CLT-009 is an allogeneic megakaryoid progenitor (MKP) cell therapy in preclinical development for the treatment of severe thrombocytopenia in oncology indications and the ARS. The target patient population includes those at risk of life-threatening bleeding following radiation exposure or radio- and/or chemotherapy.
CLT-009 is a MKP cell product derived from pooled, normal HSC, like CLT-008. The CLT-009 manufacturing process is similar to the process for CLT-008 except that the ex vivo culture conditions promote the differentiation and expansion of HSC into megakaryoid instead of myeloid progenitor cells. CLT-009 contains Multipotent Progenitors (MPP, CD34+CD90+) and early (CD34+CD41+CD42neg) and late (CD34+CD41+CD42+) MKPs. Like CLT-008, CLT-009 is intended to be a universal 'off-the-shelf' cell therapeutic that temporarily produces platelets for the period of time when the patient's own bone marrow progenitor cells are unable to produce platelets.
When CLT-009 is injected into sub-lethally irradiated immunocompromised mice, human platelets are detected in the blood by 7 days, peak around day 14, and can still be found as long as 4 weeks after infusion. Platelet levels are increased 3-5-fold with the co-administration of thrombopoietin, a cytokine that promotes MKP maturation and platelet production. Additionally, the platelets produced in this model have been shown in vitro to be functional by ADP activation, similar to platelets isolated from human blood.
Thrombocytopenia is a condition in which there is a deficiency of platelets in the blood. Platelets are small, anuclear cells that are an important component of blood clotting and the immune response and are produced by megakaryocytes in the bone marrow. A healthy person will have approximately 150-450 million platelets per milliliter of blood and uncontrolled bleeding may occur when platelet levels drop below 10 million per milliliter. Thrombocytopenia may be caused by chemo- or radiation therapy for the treatment of cancer since these treatments kill normal dividing cells, such as MKPs, as well as the tumor cells. Individuals exposed to radiation from a nuclear accident or terrorist act may also become severely thrombocytopenic through the destruction of their bone marrow. In cancer patients, chemo- or radiation therapy induced thrombocytopenia may be treated with transfusions of donor platelets. Although platelet transfusions are effective in raising platelet levels, donors must be continuously recruited since platelets cannot be stored for more than 4-5 days nor can they be frozen. Additionally, platelets must be stored at room temperature which increases the risk of bacterial outgrowth. Lastly, cancer patients may need as many as a dozen transfusions during the course of their cancer treatment because platelets only circulate for about 7 days before they are removed from the blood.
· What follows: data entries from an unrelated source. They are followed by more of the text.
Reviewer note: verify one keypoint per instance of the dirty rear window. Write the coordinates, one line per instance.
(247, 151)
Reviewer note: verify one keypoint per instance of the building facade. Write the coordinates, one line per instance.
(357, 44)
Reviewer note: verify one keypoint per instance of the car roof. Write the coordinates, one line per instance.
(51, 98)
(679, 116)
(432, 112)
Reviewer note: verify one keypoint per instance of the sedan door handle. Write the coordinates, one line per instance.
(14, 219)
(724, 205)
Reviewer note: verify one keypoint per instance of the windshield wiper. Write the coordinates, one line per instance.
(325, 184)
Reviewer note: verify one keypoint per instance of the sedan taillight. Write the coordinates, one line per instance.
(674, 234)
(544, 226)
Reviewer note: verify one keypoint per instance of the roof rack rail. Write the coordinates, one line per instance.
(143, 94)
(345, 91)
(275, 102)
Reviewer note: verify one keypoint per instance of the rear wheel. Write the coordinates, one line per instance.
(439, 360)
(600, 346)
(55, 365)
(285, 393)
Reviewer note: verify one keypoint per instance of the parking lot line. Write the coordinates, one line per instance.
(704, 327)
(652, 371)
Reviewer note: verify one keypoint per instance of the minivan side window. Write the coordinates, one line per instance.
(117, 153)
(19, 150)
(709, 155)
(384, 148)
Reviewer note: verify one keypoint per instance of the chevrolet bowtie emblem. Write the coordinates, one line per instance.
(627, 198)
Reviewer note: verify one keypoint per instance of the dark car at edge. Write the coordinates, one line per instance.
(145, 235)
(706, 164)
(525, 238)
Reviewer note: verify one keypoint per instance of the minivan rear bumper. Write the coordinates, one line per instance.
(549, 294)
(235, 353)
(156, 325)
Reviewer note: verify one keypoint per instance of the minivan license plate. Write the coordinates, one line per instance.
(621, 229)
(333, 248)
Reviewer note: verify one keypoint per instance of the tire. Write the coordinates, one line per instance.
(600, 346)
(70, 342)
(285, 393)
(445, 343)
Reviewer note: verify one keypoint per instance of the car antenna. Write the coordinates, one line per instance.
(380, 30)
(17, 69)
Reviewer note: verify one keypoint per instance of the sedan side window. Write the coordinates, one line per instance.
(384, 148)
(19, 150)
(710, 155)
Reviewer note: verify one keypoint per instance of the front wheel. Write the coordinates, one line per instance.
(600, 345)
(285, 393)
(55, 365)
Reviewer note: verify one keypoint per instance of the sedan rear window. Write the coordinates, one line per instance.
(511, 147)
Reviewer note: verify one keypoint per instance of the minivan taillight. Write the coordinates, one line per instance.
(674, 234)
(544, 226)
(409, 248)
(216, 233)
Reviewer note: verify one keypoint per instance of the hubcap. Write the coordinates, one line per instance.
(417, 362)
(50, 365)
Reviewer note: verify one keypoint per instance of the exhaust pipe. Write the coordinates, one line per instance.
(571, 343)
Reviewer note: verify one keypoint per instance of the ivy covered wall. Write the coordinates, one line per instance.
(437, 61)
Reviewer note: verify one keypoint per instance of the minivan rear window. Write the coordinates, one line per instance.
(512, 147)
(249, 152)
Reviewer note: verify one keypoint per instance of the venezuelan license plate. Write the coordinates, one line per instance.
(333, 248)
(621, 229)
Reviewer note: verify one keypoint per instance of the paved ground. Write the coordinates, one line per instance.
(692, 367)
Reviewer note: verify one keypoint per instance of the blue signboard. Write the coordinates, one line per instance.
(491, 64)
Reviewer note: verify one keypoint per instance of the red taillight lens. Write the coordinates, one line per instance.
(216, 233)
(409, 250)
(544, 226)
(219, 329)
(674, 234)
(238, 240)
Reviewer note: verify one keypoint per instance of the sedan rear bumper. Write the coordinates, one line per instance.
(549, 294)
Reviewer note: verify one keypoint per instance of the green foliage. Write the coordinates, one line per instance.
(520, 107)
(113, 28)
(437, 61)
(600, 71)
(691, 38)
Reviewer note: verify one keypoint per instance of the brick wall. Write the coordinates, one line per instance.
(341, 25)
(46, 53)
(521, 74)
Repetitive donor platelet infusions often result in patients developing resistance to donor platelet infusions such that the treatment becomes less and less effective while undesirable side effects increase with each transfusion.
The CLT-009 program is in preclinical development focusing on improving the in vitro generation of MKPs to produce a more potent product for in vivo pre-GLP studies and clinical trials. This program is funded by a National Cancer Institute (NCI) Small Business Innovation Research (SBIR) grant.